1.1 Quality Assurance (QA) Philosophy

The FOSSology team believes that quality must be “built-in” through good engineering practices, a good definition of done and a stable/master philosophy. Quality should not be “bolted-on” later through a lot of testing.

To provide a product that not only meets its requirements but also is maintainable and supportable over time, the team pursues solutions that are engineered, not just programmed. The QA infrastructure provides a framework for engineered solutions to be built, for quality to be tested and validated at every step, and for the product to be able to be released as frequently as needed.

For more information on test automation, see FOSSology Automation.

1.2 Validating Requirements

Requirements for new or improved FOSSology features come from various stakeholders like internal organisation groups (primarily the OSRB) and external users. The requirements are captured and tracked in the issue tracker of the GitHub project. This allows everyone to review and comment on the FOSSology issues as they are documented and implemented.

1.3 Types of Testing

Testing occurs not only to make sure the mainstream use cases function appropriately but also the corner cases (like invalid data) get handled appropriately. It ensures expected errors are trapped and the system produces expected behavior. (Click for more information re: Testing Basics)

The FOSSology team uses several types of tests to achieve its software quality goals. The continuous integration (CI) environment exercises these tests, except manual system tests, on a regular basis.

Unit Tests

Unit tests ensure that a code unit meets its design and behaves as intended. | * Focused on testing the code unit (the atomic piece of code) in isolation, not the interactions with other code, with as few dependencies as possible * Should test all possible inputs (valid and invalid), functions, and error cases of the code unit * Do not depend on external systems to be installed/set up * Standalone, can be run within a sandbox * Are fast and easy to run through “push-button” automation * Developers should ensure all unit tests (old and new) pass in their sandbox before checking in code * Are the basis of measuring code coverage

Functional Tests

Ensure that a set of code units work together correctly. | - Focus on testing the interaction of several units together, not just one unit; typically, they test specific features or code paths * There is no user interaction; the tests are automated, repeatable, and/or scripted * Are more involved, they usually take longer than unit tests to run * Run both in and out of sandbox; external systems such as database connections and repo may be required to be installed/set up * From the command line, they test all CLI options and invalid data * Tests are wrapped by and interact with the test harness

Packaging and Installation Tests

Ensure the evolving code can always be packaged and installed for both source and package installs and on all supported platforms. | - Tests the packaging and installation processes for both package- and source-installs * Includes installation and testing across all supported platforms using VMs * Depends on external systems to be set up * Tests the installed version of FOSSology outside a sandbox using the functional tests

System Tests

Ensures that the system behaves correctly from the “user level”; final method of testing before release. | - Prep for “release”, trying to catch defects not found in the above areas * Focus on manually exercising the system via documented intructions in ways that users typically do * Are the basis of ensuring that user features behave as expected * Focus at user level for (1) installation (2) UI (3) analysis * Tested within “deployment” environment with complete system dependencies installed

Performance Tests

Ensures adequate FOSSology performance | - Stress tests attempt to load the system up and ensure it can perform adequately. - DB performance testing identifies areas for improvement through code/query/schema re-factoring. - Apache HTTP server performance - UI usability & response time

Comprehensive Tests Overview

Type Description Used in Developer Sandbox?

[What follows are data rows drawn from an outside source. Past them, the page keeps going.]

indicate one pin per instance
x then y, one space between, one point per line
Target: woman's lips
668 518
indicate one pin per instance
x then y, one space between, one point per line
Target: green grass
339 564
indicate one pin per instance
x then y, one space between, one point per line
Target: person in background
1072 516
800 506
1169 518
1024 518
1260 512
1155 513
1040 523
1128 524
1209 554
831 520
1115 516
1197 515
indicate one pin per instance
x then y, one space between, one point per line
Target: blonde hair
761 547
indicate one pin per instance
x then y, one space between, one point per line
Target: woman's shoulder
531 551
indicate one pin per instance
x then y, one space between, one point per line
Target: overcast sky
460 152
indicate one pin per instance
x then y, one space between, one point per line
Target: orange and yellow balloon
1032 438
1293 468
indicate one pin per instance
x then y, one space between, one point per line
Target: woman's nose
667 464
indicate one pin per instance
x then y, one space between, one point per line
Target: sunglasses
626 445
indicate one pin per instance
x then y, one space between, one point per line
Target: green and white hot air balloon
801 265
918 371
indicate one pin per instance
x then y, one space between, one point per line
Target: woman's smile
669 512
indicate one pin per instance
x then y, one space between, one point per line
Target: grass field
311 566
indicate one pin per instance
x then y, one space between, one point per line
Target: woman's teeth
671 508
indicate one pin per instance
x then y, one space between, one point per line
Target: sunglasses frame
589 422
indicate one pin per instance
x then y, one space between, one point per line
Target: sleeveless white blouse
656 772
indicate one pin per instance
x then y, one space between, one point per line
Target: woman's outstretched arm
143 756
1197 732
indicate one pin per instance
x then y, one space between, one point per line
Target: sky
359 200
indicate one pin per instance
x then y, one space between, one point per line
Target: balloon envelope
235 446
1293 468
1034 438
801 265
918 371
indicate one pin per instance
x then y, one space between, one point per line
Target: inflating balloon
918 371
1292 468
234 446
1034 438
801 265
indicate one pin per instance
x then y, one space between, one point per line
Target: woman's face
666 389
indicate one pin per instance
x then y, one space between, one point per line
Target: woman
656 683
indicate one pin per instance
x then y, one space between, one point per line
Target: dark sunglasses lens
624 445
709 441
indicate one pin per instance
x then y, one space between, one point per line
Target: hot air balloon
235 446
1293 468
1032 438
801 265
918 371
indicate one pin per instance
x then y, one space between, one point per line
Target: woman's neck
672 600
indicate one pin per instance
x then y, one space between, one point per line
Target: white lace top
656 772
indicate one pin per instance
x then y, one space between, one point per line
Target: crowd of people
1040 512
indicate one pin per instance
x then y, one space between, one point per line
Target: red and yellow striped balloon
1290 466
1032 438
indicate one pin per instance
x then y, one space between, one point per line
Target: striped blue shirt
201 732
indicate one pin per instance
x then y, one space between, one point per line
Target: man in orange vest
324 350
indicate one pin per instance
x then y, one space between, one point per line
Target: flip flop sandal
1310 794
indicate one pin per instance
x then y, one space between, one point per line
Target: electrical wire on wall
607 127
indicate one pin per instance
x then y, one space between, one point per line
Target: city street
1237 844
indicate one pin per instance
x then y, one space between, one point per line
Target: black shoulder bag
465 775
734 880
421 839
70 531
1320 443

Incorporated into CI? Frequency
Key Areas of Focus
Unit tests Yes Yes Every Commit
Functional tests Yes Yes Multiple times per day, not every commit
Packaging and Installation tests No Yes Daily
System tests No No Every iteration or release
Important Areas of Future Focus
Environmental/Configuration tests Ensure configuration/environment is set up correctly. No Yes Daily
Performance/Load tests Ensures adequate FOSSology performance No TBD Regularly
Cluster tests Ensures FOSSology can be successfully installed and configured as a cluster. Validates the scheduler/agent communications in a cluster. No TBD TBD
Migration tests Ensures FOSSology can be successfully migrated from one version to another. No TBD TBD

1.4 Test Infrastructure

1.4.1 Test Organization

The FOSSology source code is organized so that each agent has all the needed components for its operation in its source tree. This includes the unit and functional tests for that agent and associated Makefiles to drive the necessary test creation and execution. See Module Structure for details.

1.4.2 Makefiles

Each module has a high-level Makefile and lower-level Makefiles to drive testing, whether it be unit or functional, with associated _test_ targets. If both unit and functional testing is desired, the high-level Makefile is invoked from the module's root directory which in turn calls the lower-level Makefiles to run the tests. If only one type of testing is desired, the lower-level Makefile is invoked directly with its _test_ target and only that test is executed. In this way, a developer has complete control over what gets run in his sandbox, and the Continuous Integration server has the necessary granularity to run the desired tests whenever it wants.

1.4.3 Test Data

TBD * A basic database that the tests can query with known-good data * A common test repo that the tests can use

The test database/repo should not have any dependencies on any system value or configuration outside of the sandbox; in other words, all information to make the tests work should either be checked into the sandbox that gets created or created by the high-level test target as a matter of initiation. There shouldn’t be any dependencies on any other system file to run within the sandbox.

1.4.4 Reports

All tests produce output in junit format for test reporting; if one of the existing test frameworks are not used, then whatever is used must produce a xml report in junit format. The definition for the junit report format can be found on the fossology wiki at: http://fossology.org/test:junit_format.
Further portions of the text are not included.